I think re-using Iterators in the client-write path makes sense architecturally and is a logical progression for the reasons pointed out by Roman and Russ.

The big concern that Keith pointed out, it's hard to directly apply iterators on the client-write side because we're not dealing in sorted key-values at this point. I think there could be ways to work around this.

I'd say if we have people who are interested in pursuing this, let's start a new discussion on dev@ where we can start laying some groundwork for the scope and implementation of what this solution would look like.

[email protected] wrote:
My view is that introduction of ingest-time iterators would be quite a
useful feature. Anyway. J

Also, could anyone exactly explain why composite mutation perform pretty
much in the same way as a set of individual mutations?

One large composite mutation with 19 qualifiers inside is just 10-30%
faster than 19 individual mutations.

*From:*Russ Weeks [mailto:[email protected]]
*Sent:* 09 June 2015 20:54
*To:* accumulo-user
*Subject:* Re: micro compaction

For consistency and ease of implementation. Say I've written a stack of
combiners that do statistical aggregation, sampling etc. on my table.
Rather than port that logic to a Storm topology or to the DStream API
I'd just like to turn that stack on in my BatchWriter.

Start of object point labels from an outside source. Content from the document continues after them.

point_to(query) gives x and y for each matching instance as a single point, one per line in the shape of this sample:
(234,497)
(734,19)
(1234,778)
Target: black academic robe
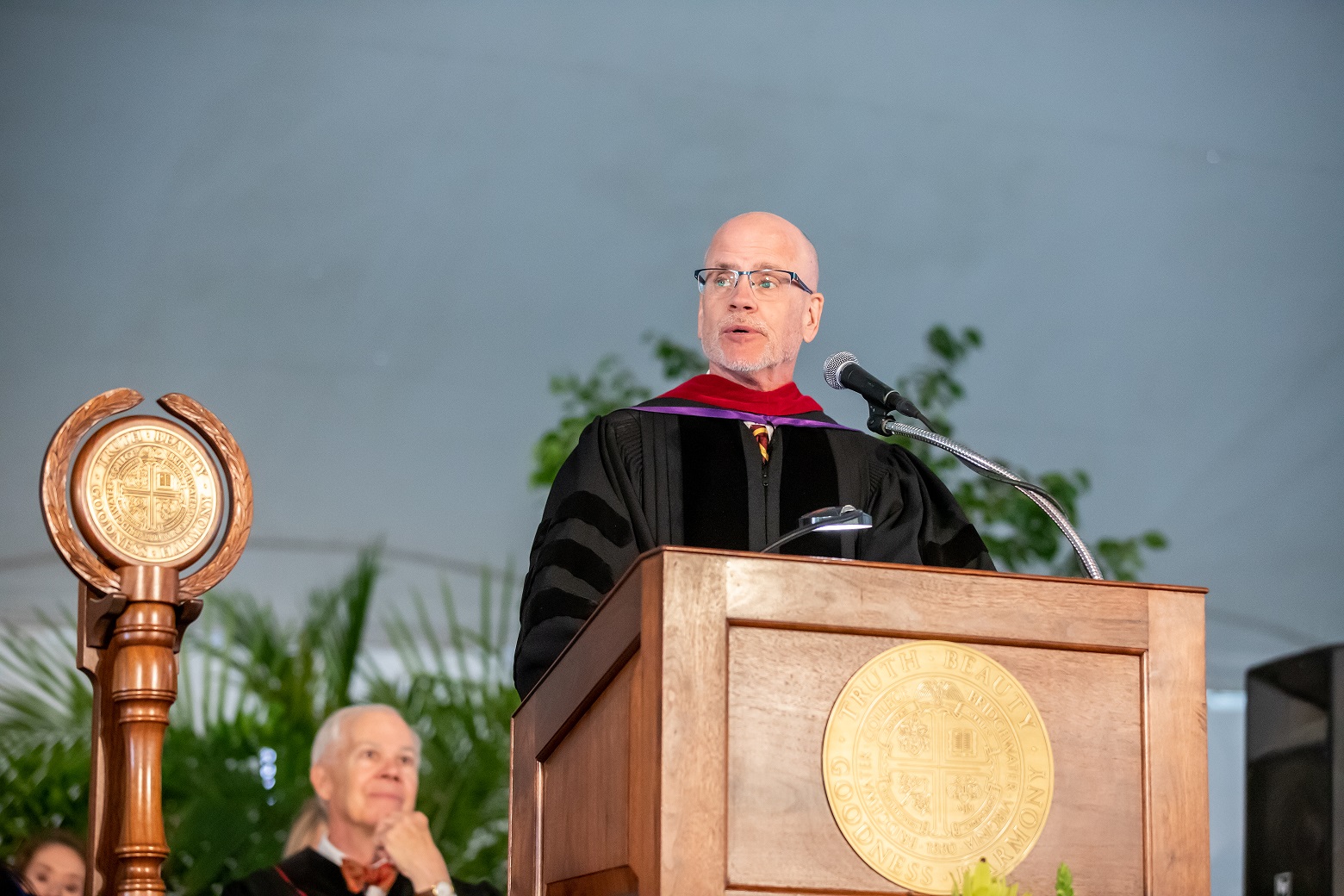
(644,477)
(311,874)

On Tue, Jun 9, 2015 at 12:47 PM David Medinets <[email protected]
<mailto:[email protected]>> wrote:

    Consider using Storm, Pig, Spark, or your own framework to handle
    the in-memory aggregation before giving the data to the BatchWriter.
    Why would any part of Accumulo code be responsible for this kind of
    application-specific data handling?

    On Tue, Jun 9, 2015 at 3:17 PM, [email protected]
    <mailto:[email protected]> <[email protected]
    <mailto:[email protected]>> wrote:

    Just to clarify the origin of my question.

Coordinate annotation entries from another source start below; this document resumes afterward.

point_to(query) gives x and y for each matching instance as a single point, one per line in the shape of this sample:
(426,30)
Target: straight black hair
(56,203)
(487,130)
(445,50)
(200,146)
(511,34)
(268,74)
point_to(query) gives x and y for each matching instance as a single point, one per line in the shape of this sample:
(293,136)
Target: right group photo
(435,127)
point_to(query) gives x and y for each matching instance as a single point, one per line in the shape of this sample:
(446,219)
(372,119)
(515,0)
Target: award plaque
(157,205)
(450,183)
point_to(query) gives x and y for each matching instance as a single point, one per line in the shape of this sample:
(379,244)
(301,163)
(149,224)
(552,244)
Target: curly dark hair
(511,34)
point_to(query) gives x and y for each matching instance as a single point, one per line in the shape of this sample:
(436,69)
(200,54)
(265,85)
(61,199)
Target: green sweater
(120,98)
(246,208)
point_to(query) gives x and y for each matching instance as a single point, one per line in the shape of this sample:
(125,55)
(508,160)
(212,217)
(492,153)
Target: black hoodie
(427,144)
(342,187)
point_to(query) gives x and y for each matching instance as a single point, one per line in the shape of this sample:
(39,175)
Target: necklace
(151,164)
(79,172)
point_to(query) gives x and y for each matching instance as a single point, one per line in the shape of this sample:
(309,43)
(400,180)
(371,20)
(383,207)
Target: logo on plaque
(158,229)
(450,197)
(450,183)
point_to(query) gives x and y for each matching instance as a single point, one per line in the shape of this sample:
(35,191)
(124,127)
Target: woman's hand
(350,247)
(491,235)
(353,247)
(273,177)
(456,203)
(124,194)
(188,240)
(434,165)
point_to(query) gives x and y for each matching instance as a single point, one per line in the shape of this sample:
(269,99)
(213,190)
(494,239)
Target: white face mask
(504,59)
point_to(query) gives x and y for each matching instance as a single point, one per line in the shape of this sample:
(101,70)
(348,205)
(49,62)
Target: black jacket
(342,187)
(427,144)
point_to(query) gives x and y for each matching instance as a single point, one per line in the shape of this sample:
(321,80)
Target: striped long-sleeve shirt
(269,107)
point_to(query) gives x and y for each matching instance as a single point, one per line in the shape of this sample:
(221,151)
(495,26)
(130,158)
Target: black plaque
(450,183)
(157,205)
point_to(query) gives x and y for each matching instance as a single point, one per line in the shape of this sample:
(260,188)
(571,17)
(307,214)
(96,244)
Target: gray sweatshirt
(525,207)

    I had to do some performance tests to compare different storage
    types of “raw” data against each other.

    Hopefully, picture below is visible in the mailing list. If not, I
    will put it somewhere else.

    6 million “original” records, 1.3GB data, 233 bytes per record

    Each original record is 40 fields delimited by tab, on average 19 –
    not null

    Batchwriter, single java program

    First three bars represent single “heavy” mutation to insert the
    whole tabular line / serialized object.

    4,5,6,7 bars – composite mutation (all qualifiers for the same rowid
    in one mutation)

    8, 9, 10, 11 – individual mutations (all qualifiers for the same
    rowid in separate mutations) - ~19 mutations per original record

    On average, single “heavy” mutations are 7-10 times faster than
    anything else, composite are 10%-35% faster than individual.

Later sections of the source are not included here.